Sometimes in composing I find myself groping toward a statement that I can call a 'composition.' That is, a collection of sounds organised into an intelligible expression. An intelligible expression is one that, of course, makes sense. In music that sense can be defined by repetitions of a melodic or rhythmic idea along with transformations of that idea in a manner such that the listener can make sense of the logic at play in the composition. "Organised sound" is the simplest definition of music that I know of — it's the organisation of sounds into what we might call music as opposed to random sounds heard on the street. It could be possible to think of the jack hammer and the passing motorcycle as music, but they are not [usually] organised intentionally with one another.
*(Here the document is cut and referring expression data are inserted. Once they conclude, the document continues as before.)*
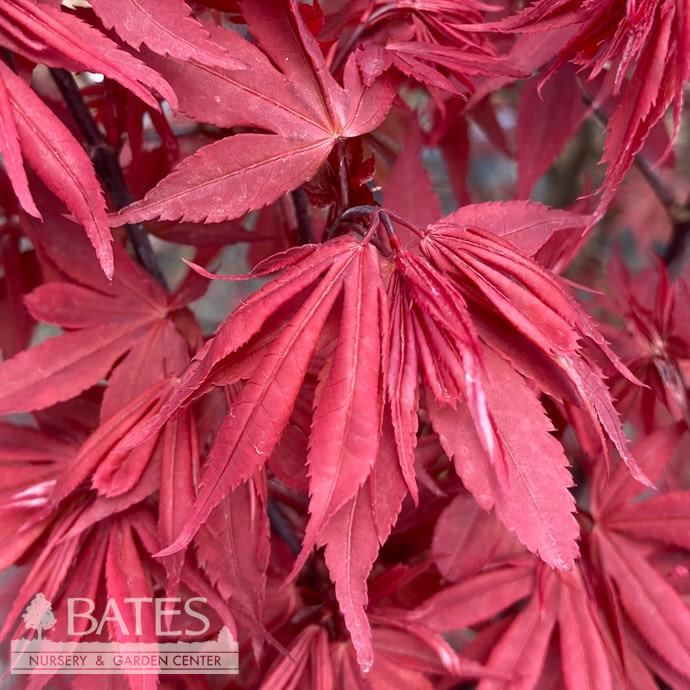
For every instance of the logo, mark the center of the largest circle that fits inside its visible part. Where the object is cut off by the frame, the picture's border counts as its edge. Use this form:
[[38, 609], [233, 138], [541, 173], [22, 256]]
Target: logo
[[40, 655]]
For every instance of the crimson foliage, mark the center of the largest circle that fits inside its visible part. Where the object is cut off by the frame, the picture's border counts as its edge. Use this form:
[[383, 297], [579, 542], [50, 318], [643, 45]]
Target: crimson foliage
[[411, 457]]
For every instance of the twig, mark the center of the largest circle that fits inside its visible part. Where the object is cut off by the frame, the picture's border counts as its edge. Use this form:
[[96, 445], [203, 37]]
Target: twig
[[108, 168], [677, 251], [304, 228]]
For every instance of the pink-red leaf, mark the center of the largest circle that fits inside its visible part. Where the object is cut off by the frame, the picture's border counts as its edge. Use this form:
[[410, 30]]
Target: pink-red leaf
[[534, 501], [166, 27], [61, 163]]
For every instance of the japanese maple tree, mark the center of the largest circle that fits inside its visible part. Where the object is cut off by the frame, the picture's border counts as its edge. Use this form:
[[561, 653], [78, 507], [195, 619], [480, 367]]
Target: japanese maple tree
[[440, 437]]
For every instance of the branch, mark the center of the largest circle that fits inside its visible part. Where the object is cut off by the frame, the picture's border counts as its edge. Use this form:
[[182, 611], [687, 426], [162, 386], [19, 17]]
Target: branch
[[304, 228], [107, 167], [677, 252]]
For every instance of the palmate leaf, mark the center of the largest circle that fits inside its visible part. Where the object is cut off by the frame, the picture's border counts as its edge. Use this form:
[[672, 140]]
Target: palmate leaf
[[58, 159], [533, 500], [258, 416], [62, 367], [643, 47], [166, 27]]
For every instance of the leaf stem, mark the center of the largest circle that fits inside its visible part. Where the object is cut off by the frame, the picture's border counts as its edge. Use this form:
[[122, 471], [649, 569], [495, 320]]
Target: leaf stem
[[107, 167], [305, 232]]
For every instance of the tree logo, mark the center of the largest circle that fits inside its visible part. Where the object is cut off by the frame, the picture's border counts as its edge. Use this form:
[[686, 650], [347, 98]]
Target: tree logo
[[39, 615]]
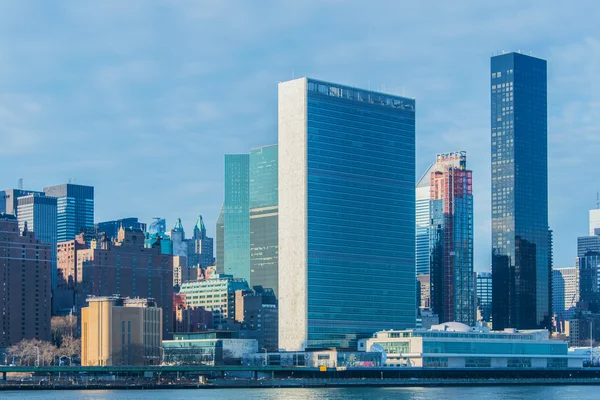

And this is a good topic for another day.
For the last two and a half weeks I've been writing a solo piano piece, slowly-creating a variety of ideas, good and bad, some related to one another and some not. This happens at the beginning of a project: ideas mount up, pages of scrawls collect on my table, and out of that mass, forms begin to emerge. One can do a lot of planning if one wants and can know where a "story" is going. Or not. There's no right or wrong way to do this, but it's a mistake for me to think that a piece can be unstructured and satisfying. It's the structure of a piece of music, a painting (figurative or abstract), a building, or a poem that give an artwork a direction that carries the viewer/listener/reader someplace else.
It's important to find your own mode of structure in your work that you yourself will find ultimately satisfying.